American Navy admiral

Paul E. Sullivan (born 1952) is a retired United States Navy vice admiral.

==Personal==
Sullivan is native of Chatham, New Jersey. He graduated from the U.S. Naval Academy in 1974 with a Bachelor of Science degree in mathematics. He earned dual degrees of Master of Science in Naval Architecture and Marine Engineering and Ocean Engineer from Massachusetts Institute of Technology. He was an associate professor of Naval Architecture for MIT.

== Military career ==
Sullivan served on where he earned his Surface Warfare Qualification. After transferring to the Engineering Duty Officer Community, he served at the Norfolk Naval Shipyard, Naval Sea Systems Command, Supervisor of Shipbuilding in Groton, Connecticut and on the staff of the Assistant Secretary of the Navy (Research, Development and Acquisition). During his engineering duty assignments Adm. Sullivan earned his Submarine Engineering Duty Officer Qualification.
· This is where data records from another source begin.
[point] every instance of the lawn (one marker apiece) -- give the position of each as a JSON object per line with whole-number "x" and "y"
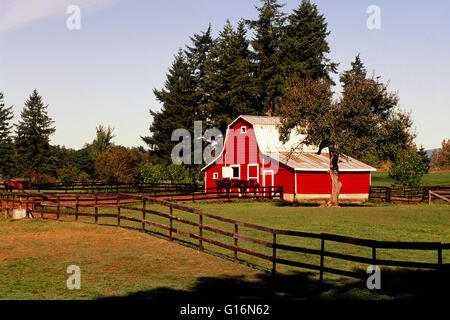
{"x": 382, "y": 179}
{"x": 121, "y": 262}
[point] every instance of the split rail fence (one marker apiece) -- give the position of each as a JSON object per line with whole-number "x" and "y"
{"x": 119, "y": 207}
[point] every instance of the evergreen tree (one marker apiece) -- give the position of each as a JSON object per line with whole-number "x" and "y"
{"x": 229, "y": 78}
{"x": 33, "y": 135}
{"x": 6, "y": 145}
{"x": 425, "y": 159}
{"x": 358, "y": 72}
{"x": 304, "y": 45}
{"x": 179, "y": 100}
{"x": 267, "y": 43}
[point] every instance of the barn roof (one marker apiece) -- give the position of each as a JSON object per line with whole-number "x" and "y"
{"x": 292, "y": 153}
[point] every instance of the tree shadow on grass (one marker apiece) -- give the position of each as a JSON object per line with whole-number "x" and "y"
{"x": 304, "y": 285}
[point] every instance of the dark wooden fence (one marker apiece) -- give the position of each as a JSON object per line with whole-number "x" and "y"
{"x": 99, "y": 187}
{"x": 42, "y": 205}
{"x": 179, "y": 191}
{"x": 404, "y": 194}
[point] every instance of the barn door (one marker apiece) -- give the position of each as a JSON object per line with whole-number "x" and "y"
{"x": 268, "y": 182}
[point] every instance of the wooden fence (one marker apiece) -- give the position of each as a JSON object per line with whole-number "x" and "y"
{"x": 403, "y": 194}
{"x": 179, "y": 192}
{"x": 42, "y": 205}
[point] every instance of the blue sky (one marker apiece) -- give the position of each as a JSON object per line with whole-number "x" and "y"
{"x": 105, "y": 72}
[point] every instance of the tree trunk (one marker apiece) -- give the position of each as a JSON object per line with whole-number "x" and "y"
{"x": 336, "y": 184}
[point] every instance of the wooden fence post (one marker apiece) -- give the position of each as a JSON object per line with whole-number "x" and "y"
{"x": 200, "y": 233}
{"x": 76, "y": 208}
{"x": 374, "y": 255}
{"x": 143, "y": 216}
{"x": 118, "y": 211}
{"x": 235, "y": 242}
{"x": 171, "y": 224}
{"x": 322, "y": 251}
{"x": 96, "y": 209}
{"x": 274, "y": 254}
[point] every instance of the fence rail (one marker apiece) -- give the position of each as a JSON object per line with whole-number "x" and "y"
{"x": 44, "y": 205}
{"x": 405, "y": 194}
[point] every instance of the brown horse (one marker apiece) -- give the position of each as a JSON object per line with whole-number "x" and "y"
{"x": 19, "y": 185}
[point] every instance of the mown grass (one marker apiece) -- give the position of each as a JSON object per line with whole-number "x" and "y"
{"x": 372, "y": 221}
{"x": 382, "y": 179}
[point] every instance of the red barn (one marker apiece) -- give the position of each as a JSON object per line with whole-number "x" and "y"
{"x": 252, "y": 151}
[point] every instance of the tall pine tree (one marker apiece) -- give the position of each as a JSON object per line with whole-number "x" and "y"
{"x": 6, "y": 145}
{"x": 229, "y": 78}
{"x": 33, "y": 136}
{"x": 358, "y": 72}
{"x": 305, "y": 47}
{"x": 267, "y": 43}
Sullivan served as program manager of the Seawolf-class Submarine Program (PMS 350) and the Virginia-class Submarine Program (PMS 450) from 1995 to 1998.
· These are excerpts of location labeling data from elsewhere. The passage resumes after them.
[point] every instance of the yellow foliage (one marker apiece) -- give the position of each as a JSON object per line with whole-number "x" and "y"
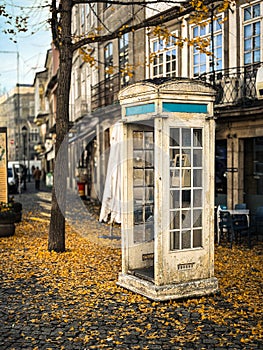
{"x": 80, "y": 284}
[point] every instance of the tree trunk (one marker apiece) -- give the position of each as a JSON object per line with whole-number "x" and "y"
{"x": 56, "y": 241}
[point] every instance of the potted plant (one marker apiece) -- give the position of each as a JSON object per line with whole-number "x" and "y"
{"x": 10, "y": 213}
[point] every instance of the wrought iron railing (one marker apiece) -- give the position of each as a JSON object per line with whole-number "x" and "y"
{"x": 234, "y": 86}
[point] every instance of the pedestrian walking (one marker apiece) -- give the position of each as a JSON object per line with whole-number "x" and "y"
{"x": 37, "y": 177}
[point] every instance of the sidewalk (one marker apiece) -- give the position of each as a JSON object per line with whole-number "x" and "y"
{"x": 71, "y": 301}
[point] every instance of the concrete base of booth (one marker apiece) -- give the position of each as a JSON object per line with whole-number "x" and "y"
{"x": 189, "y": 289}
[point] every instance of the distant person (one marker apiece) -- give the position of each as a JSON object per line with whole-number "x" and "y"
{"x": 37, "y": 177}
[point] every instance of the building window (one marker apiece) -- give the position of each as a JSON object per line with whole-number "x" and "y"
{"x": 124, "y": 59}
{"x": 186, "y": 188}
{"x": 108, "y": 59}
{"x": 252, "y": 33}
{"x": 164, "y": 58}
{"x": 202, "y": 62}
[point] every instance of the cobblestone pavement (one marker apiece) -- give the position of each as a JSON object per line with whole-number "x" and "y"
{"x": 151, "y": 325}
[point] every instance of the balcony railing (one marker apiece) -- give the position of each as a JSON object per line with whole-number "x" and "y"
{"x": 234, "y": 86}
{"x": 106, "y": 92}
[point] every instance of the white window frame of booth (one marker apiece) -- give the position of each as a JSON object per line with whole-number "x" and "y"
{"x": 251, "y": 22}
{"x": 161, "y": 52}
{"x": 191, "y": 208}
{"x": 201, "y": 62}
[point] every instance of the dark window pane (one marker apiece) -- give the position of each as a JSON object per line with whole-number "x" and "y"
{"x": 197, "y": 238}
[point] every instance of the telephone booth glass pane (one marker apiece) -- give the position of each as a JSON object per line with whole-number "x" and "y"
{"x": 143, "y": 186}
{"x": 186, "y": 188}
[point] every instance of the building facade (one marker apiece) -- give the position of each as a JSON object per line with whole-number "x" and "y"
{"x": 234, "y": 39}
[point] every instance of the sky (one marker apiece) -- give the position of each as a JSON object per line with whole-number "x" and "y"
{"x": 31, "y": 46}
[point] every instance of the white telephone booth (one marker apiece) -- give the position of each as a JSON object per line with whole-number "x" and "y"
{"x": 168, "y": 189}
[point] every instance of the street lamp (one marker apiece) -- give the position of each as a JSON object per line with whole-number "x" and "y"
{"x": 24, "y": 134}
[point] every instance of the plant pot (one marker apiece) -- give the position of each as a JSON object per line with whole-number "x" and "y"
{"x": 7, "y": 230}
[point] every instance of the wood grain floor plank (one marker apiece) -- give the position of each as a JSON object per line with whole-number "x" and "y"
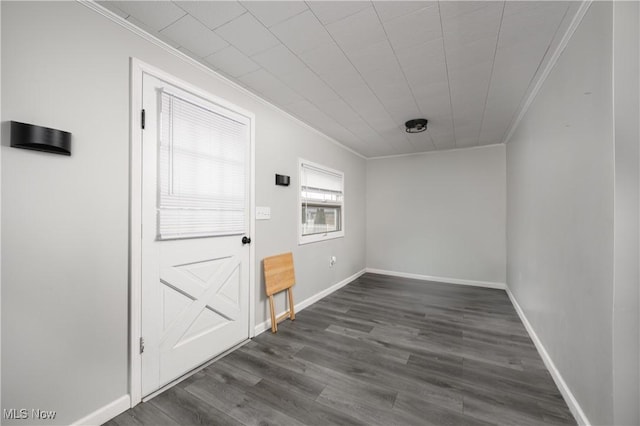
{"x": 380, "y": 351}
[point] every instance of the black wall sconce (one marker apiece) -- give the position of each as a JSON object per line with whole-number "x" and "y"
{"x": 282, "y": 180}
{"x": 37, "y": 138}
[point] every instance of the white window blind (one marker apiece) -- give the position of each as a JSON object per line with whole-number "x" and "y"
{"x": 321, "y": 196}
{"x": 201, "y": 171}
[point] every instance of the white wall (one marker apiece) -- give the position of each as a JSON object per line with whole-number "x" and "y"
{"x": 626, "y": 352}
{"x": 65, "y": 219}
{"x": 560, "y": 214}
{"x": 439, "y": 214}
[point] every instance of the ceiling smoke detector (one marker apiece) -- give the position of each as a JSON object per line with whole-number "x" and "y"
{"x": 417, "y": 125}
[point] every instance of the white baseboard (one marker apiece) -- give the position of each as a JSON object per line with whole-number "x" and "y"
{"x": 266, "y": 325}
{"x": 109, "y": 411}
{"x": 571, "y": 400}
{"x": 487, "y": 284}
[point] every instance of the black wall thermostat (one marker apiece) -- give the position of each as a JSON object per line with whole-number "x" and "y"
{"x": 282, "y": 180}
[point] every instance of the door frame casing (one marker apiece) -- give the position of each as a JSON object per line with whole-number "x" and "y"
{"x": 137, "y": 70}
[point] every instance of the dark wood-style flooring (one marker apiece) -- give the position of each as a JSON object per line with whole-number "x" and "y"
{"x": 380, "y": 351}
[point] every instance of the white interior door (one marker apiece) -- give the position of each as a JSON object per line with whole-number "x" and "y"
{"x": 195, "y": 213}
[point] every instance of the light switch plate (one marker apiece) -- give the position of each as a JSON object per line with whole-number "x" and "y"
{"x": 263, "y": 213}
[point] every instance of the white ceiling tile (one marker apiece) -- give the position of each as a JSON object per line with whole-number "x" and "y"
{"x": 332, "y": 11}
{"x": 302, "y": 33}
{"x": 310, "y": 86}
{"x": 431, "y": 76}
{"x": 342, "y": 79}
{"x": 326, "y": 58}
{"x": 248, "y": 35}
{"x": 422, "y": 55}
{"x": 232, "y": 62}
{"x": 274, "y": 12}
{"x": 372, "y": 57}
{"x": 270, "y": 87}
{"x": 478, "y": 51}
{"x": 193, "y": 35}
{"x": 421, "y": 141}
{"x": 403, "y": 109}
{"x": 279, "y": 60}
{"x": 388, "y": 83}
{"x": 375, "y": 64}
{"x": 480, "y": 21}
{"x": 156, "y": 17}
{"x": 153, "y": 32}
{"x": 212, "y": 13}
{"x": 358, "y": 31}
{"x": 447, "y": 141}
{"x": 112, "y": 7}
{"x": 414, "y": 29}
{"x": 339, "y": 111}
{"x": 435, "y": 105}
{"x": 458, "y": 9}
{"x": 388, "y": 10}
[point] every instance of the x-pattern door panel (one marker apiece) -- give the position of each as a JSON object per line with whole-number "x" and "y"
{"x": 195, "y": 290}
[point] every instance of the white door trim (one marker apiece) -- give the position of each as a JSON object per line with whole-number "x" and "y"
{"x": 135, "y": 212}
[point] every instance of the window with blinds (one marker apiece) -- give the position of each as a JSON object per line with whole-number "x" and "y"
{"x": 321, "y": 203}
{"x": 201, "y": 170}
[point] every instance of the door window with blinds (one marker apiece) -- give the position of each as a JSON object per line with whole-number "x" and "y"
{"x": 201, "y": 170}
{"x": 321, "y": 203}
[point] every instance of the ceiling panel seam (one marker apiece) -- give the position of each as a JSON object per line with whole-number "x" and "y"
{"x": 91, "y": 4}
{"x": 493, "y": 65}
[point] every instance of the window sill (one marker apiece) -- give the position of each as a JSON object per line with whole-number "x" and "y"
{"x": 308, "y": 239}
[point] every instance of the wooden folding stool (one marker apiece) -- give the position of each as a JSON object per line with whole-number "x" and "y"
{"x": 279, "y": 276}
Sullivan served as Deputy Commander for Ship Design Integration and Engineering, Naval Sea Systems Command from 2001 to 2005.

Vice Adm. Sullivan became the 41st Commander, Naval Sea Systems Command in July 2005 until his retirement from the Navy in August 2008.

==Post-military career==
From 2009 to 2014, Sullivan served as a chief engineer and vice president with USEC.
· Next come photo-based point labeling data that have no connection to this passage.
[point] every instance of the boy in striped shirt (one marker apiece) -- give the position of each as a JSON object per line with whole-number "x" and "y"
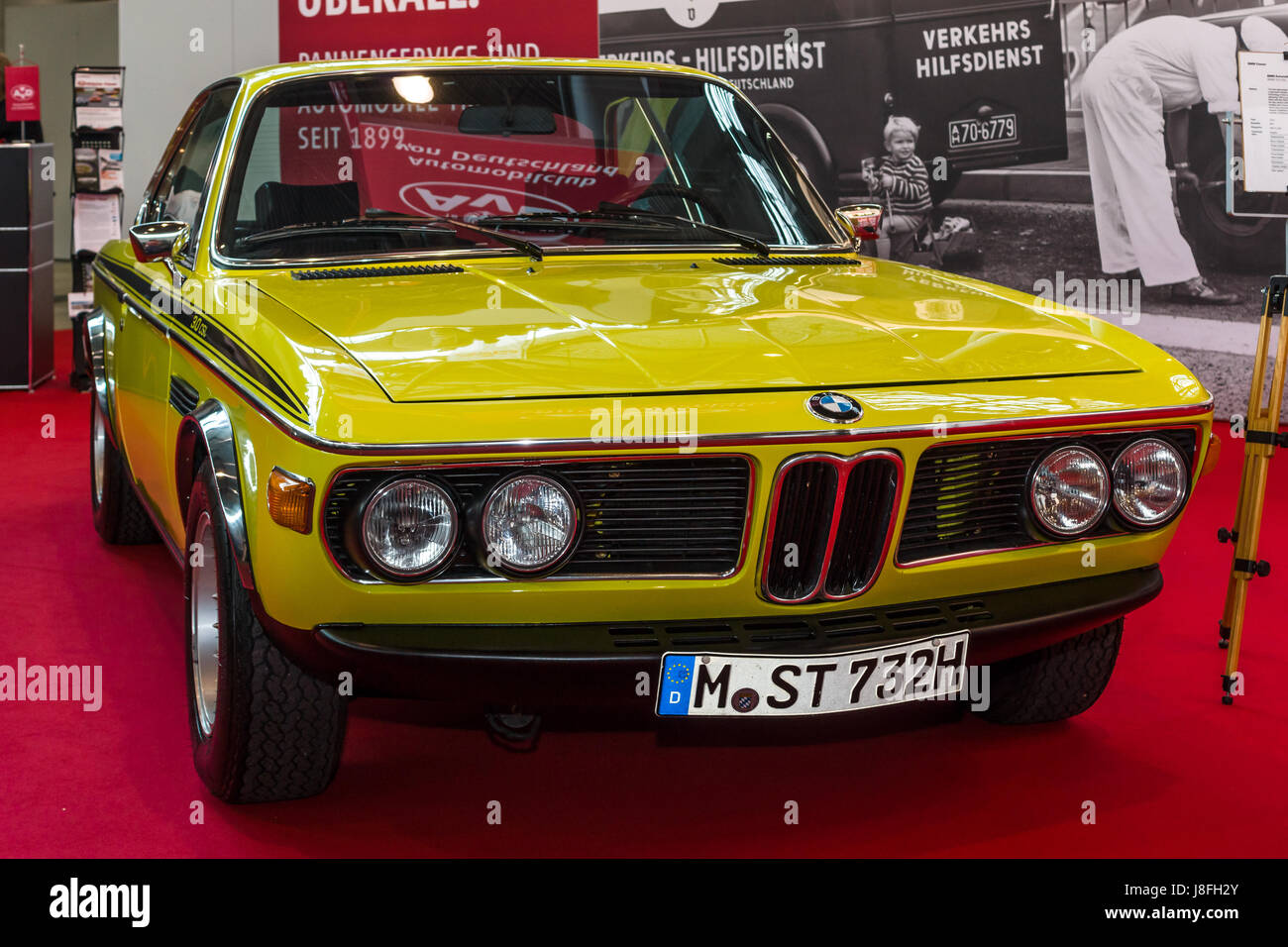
{"x": 903, "y": 180}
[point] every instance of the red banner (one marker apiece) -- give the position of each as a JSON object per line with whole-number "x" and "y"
{"x": 22, "y": 93}
{"x": 399, "y": 29}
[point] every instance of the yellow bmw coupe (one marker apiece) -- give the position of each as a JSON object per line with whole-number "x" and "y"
{"x": 554, "y": 382}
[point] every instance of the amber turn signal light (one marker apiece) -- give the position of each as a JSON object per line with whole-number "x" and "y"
{"x": 1214, "y": 455}
{"x": 290, "y": 500}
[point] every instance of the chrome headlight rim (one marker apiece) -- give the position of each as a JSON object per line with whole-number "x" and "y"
{"x": 1183, "y": 497}
{"x": 374, "y": 564}
{"x": 478, "y": 526}
{"x": 1103, "y": 506}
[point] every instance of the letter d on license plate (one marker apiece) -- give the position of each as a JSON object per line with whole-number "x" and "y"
{"x": 802, "y": 684}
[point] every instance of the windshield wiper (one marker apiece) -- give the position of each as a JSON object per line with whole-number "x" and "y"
{"x": 356, "y": 224}
{"x": 524, "y": 247}
{"x": 619, "y": 211}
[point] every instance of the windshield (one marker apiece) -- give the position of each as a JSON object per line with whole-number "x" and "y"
{"x": 515, "y": 161}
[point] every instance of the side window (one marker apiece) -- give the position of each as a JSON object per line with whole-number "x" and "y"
{"x": 181, "y": 188}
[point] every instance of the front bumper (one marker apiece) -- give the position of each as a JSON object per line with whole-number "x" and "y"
{"x": 585, "y": 665}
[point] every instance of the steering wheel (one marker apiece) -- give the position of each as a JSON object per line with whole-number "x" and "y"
{"x": 688, "y": 193}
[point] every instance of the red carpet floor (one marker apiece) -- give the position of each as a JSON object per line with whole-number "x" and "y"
{"x": 1170, "y": 770}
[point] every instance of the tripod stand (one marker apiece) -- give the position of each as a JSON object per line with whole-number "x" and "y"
{"x": 1261, "y": 437}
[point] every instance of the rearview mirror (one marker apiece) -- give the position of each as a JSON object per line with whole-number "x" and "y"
{"x": 160, "y": 240}
{"x": 506, "y": 120}
{"x": 861, "y": 221}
In September 2014, Sullivan was named as the executive director of Penn State's Defense Related Research Units (DRRU) and Applied Research Laboratory (ARL).

As of 2024, Sullivan began teaching at his alma mater, the United States Naval Academy, in areas of project management and engineering economics. He has been quoted as saying "Getting to teach these midshipman has been the greatest accomplishment of my career."